Encore le nez fin (ou serait-ce juste un heureux hasard ?), Kalif se retrouve vers 2016-2017 dans l’entourage de 13ème Art Music. Il devient directeur artistique d’un Naps en plein essor, au sein de ce label qui a produit Lacrim et fait monter des artistes comme YL ou Dika. Il invite d’ailleurs Naps, avec lequel il avait sorti le son « 3 litres 2″, à rejoindre son équipe de Dream Life Music, dans un autre titre qui parle toujours de moteur : « 6 litres 3 ». Kalif Hardcore ouvre le bal dans ce qui est sans doute un de mes sons préférés de sa carrière. Avec sa diction et son léger cheveu sur la langue, il rappe nonchalamment, plein de l’assurance de l’âge et de son vécu. Grâce à un flow désabusé et des phrases en apparence aussi anecdotiques que « ça sent pas bon, passe le machin… », Kalif impose naturellement son univers de rue et met en garde ceux qui voudraient la lui « mettre à l’envers ». L’excès d’autotune chez Arco et son acolyte Asker fleure bon les influences raï ou staifi des deux Jurassiens. « Que des gros tarés en maison d’arrêt » et un enchainement de flows parfait entre les quatre rappeurs, qui apportent chacun un timbre et une énergie différente, dans ce son à écouter en buvette, « un filtre en carton dans la bouche ».

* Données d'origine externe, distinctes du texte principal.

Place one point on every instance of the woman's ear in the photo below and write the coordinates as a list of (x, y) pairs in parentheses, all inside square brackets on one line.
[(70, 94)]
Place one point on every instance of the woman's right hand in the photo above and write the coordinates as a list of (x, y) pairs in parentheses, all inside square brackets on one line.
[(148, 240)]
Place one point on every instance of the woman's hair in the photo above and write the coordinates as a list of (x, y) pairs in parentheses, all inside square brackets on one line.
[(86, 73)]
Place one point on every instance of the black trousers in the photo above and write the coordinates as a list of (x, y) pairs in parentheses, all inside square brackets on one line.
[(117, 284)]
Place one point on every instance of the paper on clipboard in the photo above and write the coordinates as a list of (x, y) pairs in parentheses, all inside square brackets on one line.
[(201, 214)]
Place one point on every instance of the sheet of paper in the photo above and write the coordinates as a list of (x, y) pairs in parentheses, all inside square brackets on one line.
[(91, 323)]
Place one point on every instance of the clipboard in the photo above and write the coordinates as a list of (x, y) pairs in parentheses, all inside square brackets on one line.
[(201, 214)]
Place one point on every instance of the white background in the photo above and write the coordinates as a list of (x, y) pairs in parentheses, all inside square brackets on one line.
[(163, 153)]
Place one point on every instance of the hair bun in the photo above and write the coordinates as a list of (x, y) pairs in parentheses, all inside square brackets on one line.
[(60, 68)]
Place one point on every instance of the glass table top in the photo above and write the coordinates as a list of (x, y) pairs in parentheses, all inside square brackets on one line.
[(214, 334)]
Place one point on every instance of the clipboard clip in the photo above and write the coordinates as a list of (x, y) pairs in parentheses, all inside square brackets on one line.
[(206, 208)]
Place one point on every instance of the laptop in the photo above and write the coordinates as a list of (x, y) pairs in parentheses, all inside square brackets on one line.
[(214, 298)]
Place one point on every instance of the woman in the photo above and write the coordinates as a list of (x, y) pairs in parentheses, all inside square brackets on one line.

« En Boucle » feat Naps [2020]

Depuis Kalif enchaîne les petites apparitions au milieu de cette jeune génération. Quand 13ème Art fait une partie de airsoft avec des danses de Fortnite sur le toit du centre social et culturel de La Castellane dans le clip « Arah« , Kalif apparaît comme le vieux sage du groupe, cheveux poivre et sel, survêtement du Bayern ou maillot d’Arsenal. Malgré cette belle carrière et une certaine renommée chez les auditeurs de rap, Kalif n’a pas obtenu le même succès commercial que certains des artistes qu’il a côtoyés. Cette reconnaissance, j’ai cru qu’il allait enfin l’obtenir lorsqu’à l’annonce du projet 13’Organisé, son nom était cité sur les réseaux sociaux de Jul. Sur son Instagram, Kalif filmait même des extraits de sons non mixés prometteurs. Mais, depuis la page a été supprimée et pas de Kalif à l’horizon dans la compilation marseillaise qui réunissait toutes les générations du rap bleu azur – et qui, on le sait, a battu le record du titre le plus rapidement certifié single de diamant de l’histoire de la musique française. À l’heure où beaucoup de rappeurs marseillais et même lyonnais reproduisent la formule magique de Jul, il s’agirait peut-être de rendre à Kalif ce qui est hardcore. Je vous laisse avec ce clip nostalgique de Naps, où Kalif et lui se souviennent des références marseillaises qu’ils écoutent toujours en boucle. Au milieu de ces images montrant de nombreux acteurs du rap français, Kalif semble un peu désenchanté, sirotant une boisson seul au comptoir, ou fumant un joint en cabine. Il pose quelques mesures surprenantes de mélancolie, avant de repartir sur la rocade des quartiers Nord.